「高関節」全開!克明なアプローチで臨んだマーラーの「第7番」
サン=サーンスのピアノ協奏曲第2番に、マーラーの交響曲第7番「夜の歌」と一風変わった組み合わせは、常任指揮者・高関健によるとバッハの影響が共通なのだという。
5曲あるサン=サーンスのピアノ協奏曲で演奏頻度が比較的高い第2番は、華麗な技巧を要求する佳品。古くはアルトゥール・ルービンシュタイン、最近ではランランといった名手が得意としてきた。当日の独奏者、奥井紫麻は、その点で資質は十分。余裕をもって難しいパッセージをこなしつつ、大げさな演出は避け、曲の特質を優美に引き出す率直なピアニズムが好ましい。

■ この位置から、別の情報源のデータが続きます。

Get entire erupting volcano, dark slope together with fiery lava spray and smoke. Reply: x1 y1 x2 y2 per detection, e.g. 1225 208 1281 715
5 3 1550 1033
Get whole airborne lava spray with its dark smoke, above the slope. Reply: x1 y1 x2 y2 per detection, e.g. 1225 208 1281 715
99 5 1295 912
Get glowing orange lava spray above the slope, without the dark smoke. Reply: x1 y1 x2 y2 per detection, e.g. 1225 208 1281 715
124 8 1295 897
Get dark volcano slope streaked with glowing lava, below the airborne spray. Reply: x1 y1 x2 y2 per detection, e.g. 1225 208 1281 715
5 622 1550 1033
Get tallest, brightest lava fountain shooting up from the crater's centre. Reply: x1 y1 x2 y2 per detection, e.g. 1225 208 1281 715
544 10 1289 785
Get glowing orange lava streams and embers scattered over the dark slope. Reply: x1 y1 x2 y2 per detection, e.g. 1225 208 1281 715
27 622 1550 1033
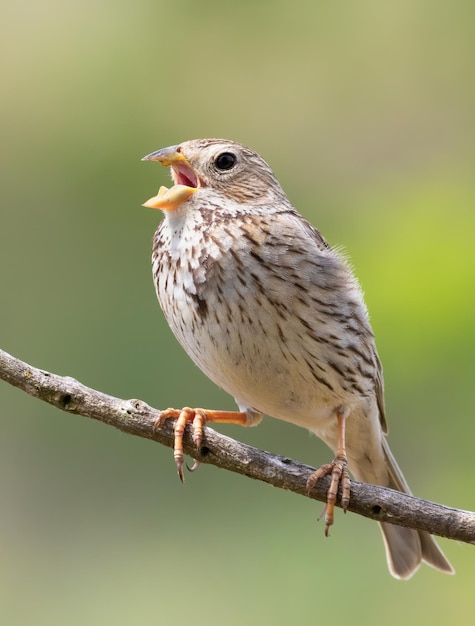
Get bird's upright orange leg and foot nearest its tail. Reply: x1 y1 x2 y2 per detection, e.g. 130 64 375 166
307 407 350 537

第1楽章冒頭のカデンツァ風のソロから、硬軟のメリハリが利いた多彩なタッチで、バッハ風の古典的な格調を表出。楽章を追うごとにテンポが速まっても、決して力ずくで押し切らず、オケとの対話を楽しみながらチャーミングな表情を作り出した。期待の逸材だ。
後半がマーラーでも特異な印象のある第7番。高関は学生時代から興味を持ち、ベルリン・フィルでヴィオラのエキストラを初体験したのも、本作だったという。新校訂版の編さんに関わり、完成譜の謝辞に名前が載るほどの入れ込みようだ。それだけに当日も、スコアの細密な読みを音化する克明なアプローチで、作品の構造やテクスチュアを徹底的に洗い出した。

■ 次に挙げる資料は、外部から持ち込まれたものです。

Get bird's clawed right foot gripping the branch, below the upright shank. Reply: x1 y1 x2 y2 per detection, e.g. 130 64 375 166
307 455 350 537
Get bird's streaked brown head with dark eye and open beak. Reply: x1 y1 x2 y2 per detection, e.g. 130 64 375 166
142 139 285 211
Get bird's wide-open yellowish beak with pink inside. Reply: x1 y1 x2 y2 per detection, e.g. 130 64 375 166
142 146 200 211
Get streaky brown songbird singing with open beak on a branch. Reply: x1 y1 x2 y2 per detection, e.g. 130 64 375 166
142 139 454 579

往年の名指揮者メンゲルベルクが遺したマーラー直伝の指示も反映した譜面から浮かぶディテールは、実に新鮮。フレージングの切る、つなげる、アクセントの付け方から、思わぬ対旋律やパートの強調、音色や強弱の対比、さらに聴いたことのない音使いまで、どこを取っても「高関節」が全開となった。
高関の確信に満ちた解釈へ必死に寄り添った東京シティ・フィルも健闘。第2、4楽章では野太いホルンの独奏(谷あかね)が好演した。トライアングルやカウベルが5個登場してのクライマックスなど、視覚的にも抜群の面白さだった。
この曲の表題性にとらわれず、実験的でモダンな音響体を赤裸々に提示する手法は、近年のスマートに洗練された志向と相当異なる。2022年夏のサントリー音楽賞受賞記念コンサートから短いスパンでの再挑戦には、こういう演奏がしたかったからか、と得心がいった。
(深瀬満)
公演データ
東京シティ・フィルハーモニック管弦楽団 第375回定期演奏会
1月17日(金)19:00東京オペラシティ コンサートホール
指揮:高関 健(常任指揮者)
ピアノ:奥井 紫麻
管弦楽:東京シティ・フィルハーモニック管弦楽団
プログラム
サン=サーンス:ピアノ協奏曲第2番ト短調 作品22
マーラー:交響曲第7番ホ短調「夜の歌」
ソリスト・アンコール
ラフマニノフ:前奏曲集より第2番Op.23-2
ふかせ・みちる
音楽ジャーナリスト。早大卒。一般紙の音楽担当記者を経て、広く書き手として活動。音楽界やアーティストの動向を追いかける。専門誌やウェブ・メディア、CDのライナーノート等に寄稿。ディスク評やオーディオ評論も手がける。